Conforme mencionado, a estruturação do mercado de créditos de carbono, por si só, não é suficiente para prevenir a mudança climática, devendo haver um conjunto bem mais amplo de ferramentas de estratégias de desenvolvimento econômico sustentável. Em especial, a criação de políticas públicas que promovam a transição para uma economia de baixa emissão de carbono – revolução da economia física.

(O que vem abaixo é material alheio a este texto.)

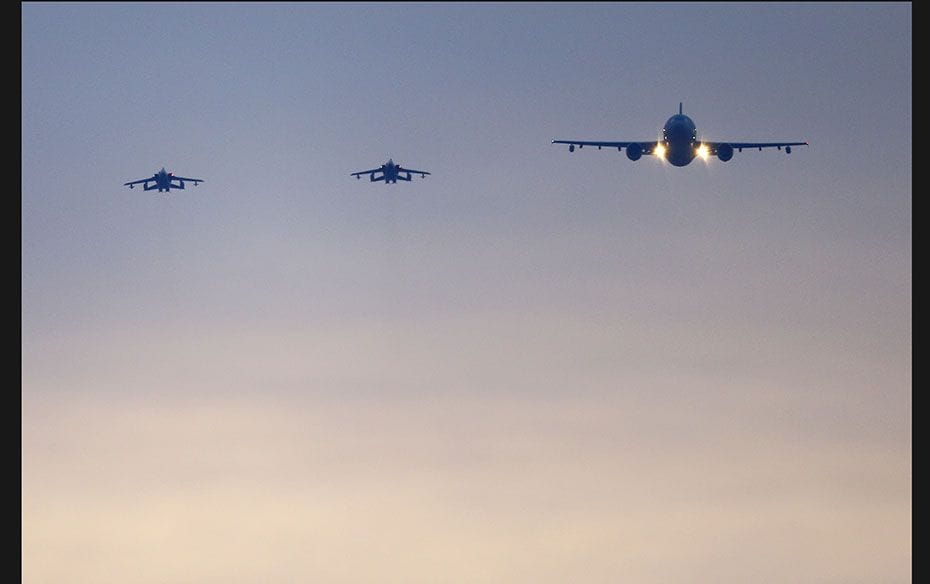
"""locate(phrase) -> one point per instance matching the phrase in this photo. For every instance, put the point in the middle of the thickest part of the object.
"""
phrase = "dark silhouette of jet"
(164, 181)
(390, 173)
(679, 144)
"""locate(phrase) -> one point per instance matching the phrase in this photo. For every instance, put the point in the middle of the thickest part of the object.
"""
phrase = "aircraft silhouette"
(679, 144)
(163, 181)
(390, 173)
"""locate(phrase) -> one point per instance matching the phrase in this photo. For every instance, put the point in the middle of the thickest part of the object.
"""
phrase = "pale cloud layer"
(530, 366)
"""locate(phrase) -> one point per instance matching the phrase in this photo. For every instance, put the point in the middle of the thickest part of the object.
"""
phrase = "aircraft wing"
(141, 180)
(410, 170)
(713, 146)
(647, 147)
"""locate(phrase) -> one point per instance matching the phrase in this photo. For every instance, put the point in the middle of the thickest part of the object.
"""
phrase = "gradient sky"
(530, 366)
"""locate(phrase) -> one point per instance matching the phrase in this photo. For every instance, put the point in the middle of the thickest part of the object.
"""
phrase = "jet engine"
(724, 152)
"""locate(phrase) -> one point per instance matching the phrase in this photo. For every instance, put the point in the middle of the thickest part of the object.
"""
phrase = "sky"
(529, 366)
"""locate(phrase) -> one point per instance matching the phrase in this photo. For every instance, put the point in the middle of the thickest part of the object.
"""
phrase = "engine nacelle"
(724, 152)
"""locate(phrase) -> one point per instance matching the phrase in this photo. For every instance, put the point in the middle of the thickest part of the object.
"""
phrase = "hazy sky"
(530, 366)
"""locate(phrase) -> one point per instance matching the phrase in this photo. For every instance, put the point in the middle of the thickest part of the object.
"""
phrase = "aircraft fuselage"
(679, 138)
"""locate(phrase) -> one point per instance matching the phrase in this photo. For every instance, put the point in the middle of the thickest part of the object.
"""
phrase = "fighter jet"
(164, 181)
(390, 173)
(679, 144)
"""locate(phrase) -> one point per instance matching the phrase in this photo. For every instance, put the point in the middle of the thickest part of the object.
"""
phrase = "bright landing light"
(703, 151)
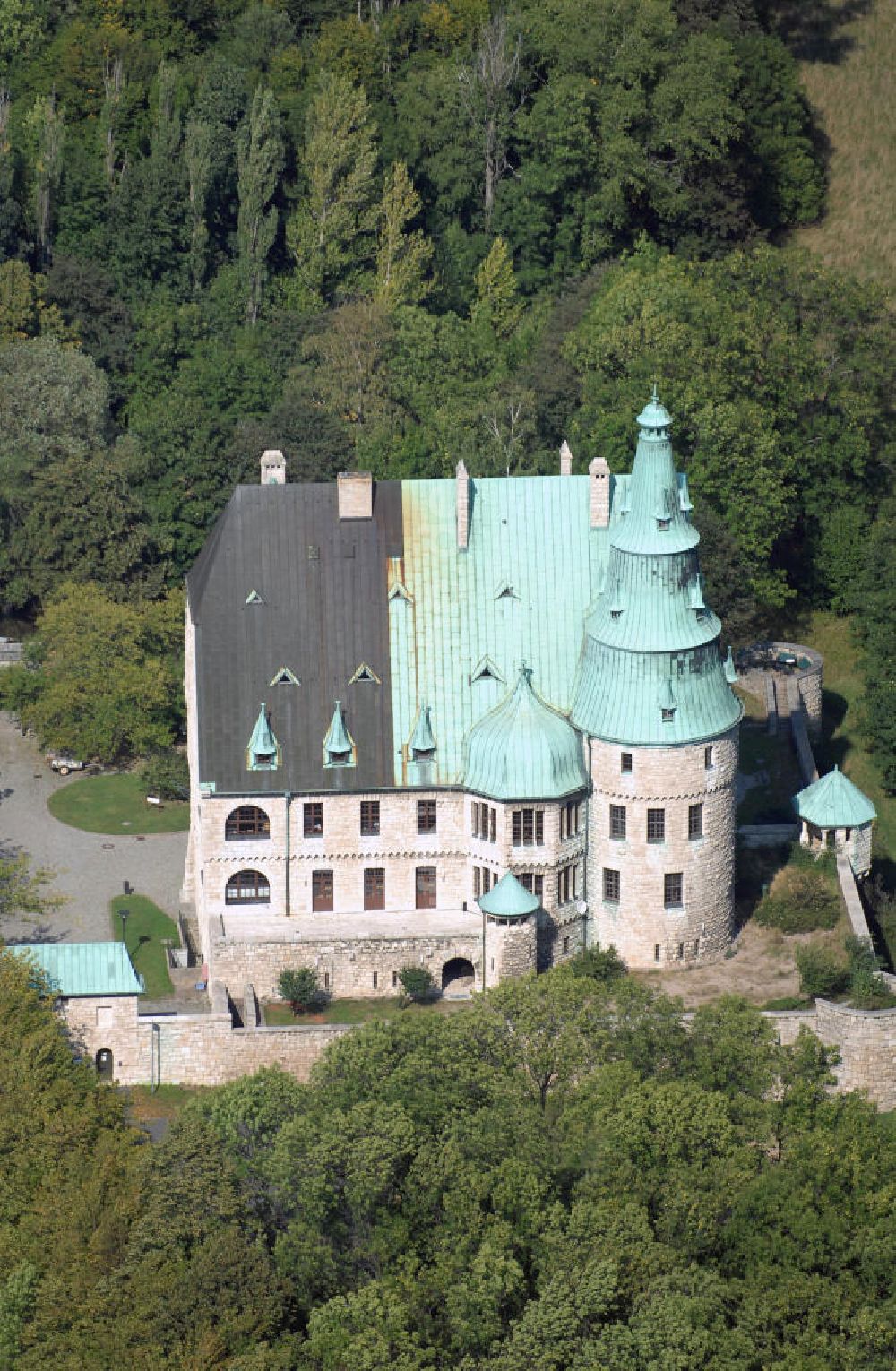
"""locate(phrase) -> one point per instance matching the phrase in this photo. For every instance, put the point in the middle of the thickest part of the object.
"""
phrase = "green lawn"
(279, 1014)
(116, 805)
(147, 926)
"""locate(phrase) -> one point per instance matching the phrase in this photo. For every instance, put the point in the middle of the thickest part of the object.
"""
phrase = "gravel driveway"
(88, 868)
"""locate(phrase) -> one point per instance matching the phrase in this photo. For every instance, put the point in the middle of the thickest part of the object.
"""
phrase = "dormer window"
(262, 752)
(339, 745)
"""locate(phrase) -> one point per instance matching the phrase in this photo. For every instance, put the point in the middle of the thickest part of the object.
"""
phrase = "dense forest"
(395, 233)
(561, 1178)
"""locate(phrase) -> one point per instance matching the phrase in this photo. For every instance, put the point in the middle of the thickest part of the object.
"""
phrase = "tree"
(403, 254)
(259, 154)
(492, 100)
(300, 987)
(329, 233)
(417, 983)
(47, 131)
(106, 677)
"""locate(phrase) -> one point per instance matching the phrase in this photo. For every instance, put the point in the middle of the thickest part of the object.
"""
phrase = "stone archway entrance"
(458, 978)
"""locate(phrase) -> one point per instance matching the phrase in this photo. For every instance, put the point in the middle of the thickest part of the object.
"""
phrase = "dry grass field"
(852, 92)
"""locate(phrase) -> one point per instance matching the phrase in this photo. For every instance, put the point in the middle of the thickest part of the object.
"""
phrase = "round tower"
(654, 695)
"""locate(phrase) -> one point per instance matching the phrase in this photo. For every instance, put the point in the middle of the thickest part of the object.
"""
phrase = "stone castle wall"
(672, 779)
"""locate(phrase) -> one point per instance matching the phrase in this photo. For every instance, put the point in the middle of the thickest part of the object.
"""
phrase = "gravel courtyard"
(88, 868)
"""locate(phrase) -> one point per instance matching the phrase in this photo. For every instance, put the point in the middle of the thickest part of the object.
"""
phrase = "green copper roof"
(422, 737)
(522, 749)
(834, 802)
(651, 669)
(509, 900)
(84, 968)
(530, 532)
(262, 745)
(339, 744)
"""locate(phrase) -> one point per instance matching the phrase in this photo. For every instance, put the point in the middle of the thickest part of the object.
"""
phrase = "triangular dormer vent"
(285, 677)
(365, 673)
(486, 670)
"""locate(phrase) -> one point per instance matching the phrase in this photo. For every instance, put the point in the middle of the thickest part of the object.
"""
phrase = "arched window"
(246, 822)
(248, 887)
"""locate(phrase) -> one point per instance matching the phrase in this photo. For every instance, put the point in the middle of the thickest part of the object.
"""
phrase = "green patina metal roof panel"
(522, 749)
(509, 900)
(84, 968)
(834, 802)
(529, 530)
(651, 669)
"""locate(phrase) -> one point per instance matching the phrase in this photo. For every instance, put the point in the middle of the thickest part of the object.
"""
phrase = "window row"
(673, 887)
(626, 760)
(253, 887)
(251, 822)
(484, 822)
(655, 823)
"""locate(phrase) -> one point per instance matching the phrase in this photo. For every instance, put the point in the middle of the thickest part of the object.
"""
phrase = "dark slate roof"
(323, 612)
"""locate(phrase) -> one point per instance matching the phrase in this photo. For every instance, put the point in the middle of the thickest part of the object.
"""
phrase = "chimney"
(463, 506)
(273, 468)
(599, 491)
(355, 494)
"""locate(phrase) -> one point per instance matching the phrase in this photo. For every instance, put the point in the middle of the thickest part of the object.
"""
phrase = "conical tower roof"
(651, 669)
(509, 900)
(522, 749)
(834, 802)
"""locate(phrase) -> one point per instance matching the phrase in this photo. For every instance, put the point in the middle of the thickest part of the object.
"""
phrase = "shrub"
(417, 983)
(300, 987)
(821, 972)
(599, 964)
(168, 775)
(800, 901)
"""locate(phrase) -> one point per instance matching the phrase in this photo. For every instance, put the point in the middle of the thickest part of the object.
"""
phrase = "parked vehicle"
(64, 763)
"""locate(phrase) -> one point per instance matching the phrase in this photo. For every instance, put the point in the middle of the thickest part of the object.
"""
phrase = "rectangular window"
(323, 892)
(616, 820)
(673, 884)
(369, 817)
(425, 886)
(657, 825)
(375, 887)
(528, 827)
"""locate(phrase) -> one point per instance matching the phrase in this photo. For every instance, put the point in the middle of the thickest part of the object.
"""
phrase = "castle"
(470, 724)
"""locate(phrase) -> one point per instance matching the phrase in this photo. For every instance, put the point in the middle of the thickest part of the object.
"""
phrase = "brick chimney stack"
(273, 466)
(355, 494)
(599, 491)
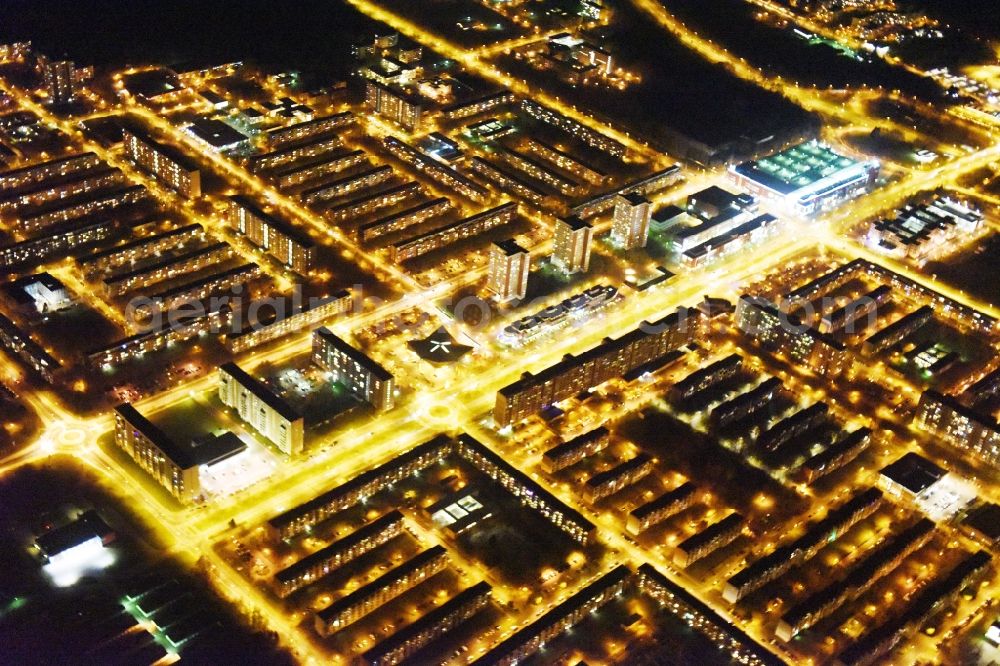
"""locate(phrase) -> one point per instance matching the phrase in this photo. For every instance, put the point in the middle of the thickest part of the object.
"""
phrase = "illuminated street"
(448, 344)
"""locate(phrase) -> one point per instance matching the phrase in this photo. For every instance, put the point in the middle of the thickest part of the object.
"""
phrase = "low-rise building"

Acima de tudo, existe a necessidade de um maior engajamento global coordenado, fundamental para alcançar resultados tangíveis, conforme sugeridos pela COP27.

Há quase um século, o cientista Albert Einstein já mencionava sua preocupação com a forma como a humanidade se relacionava com o meio ambiente, em especial, quando externou preocupação com os efeitos das reações na mecânica quântica: “Deus não joga dados com o universo, mas a humanidade está jogando dados com o meio ambiente por meio de uma infinidade de intervenções”.

Assim, até que a humanidade assimile completamente as consequências de não agir de forma decisiva, coordenada e em âmbito global, as políticas de mudança climáticas terão efeito limitado na proteção do meio ambiente e da própria humanidade.

Felipe Kury é ex-diretor da ANP – Agência Nacional de Petróleo e consultor independente.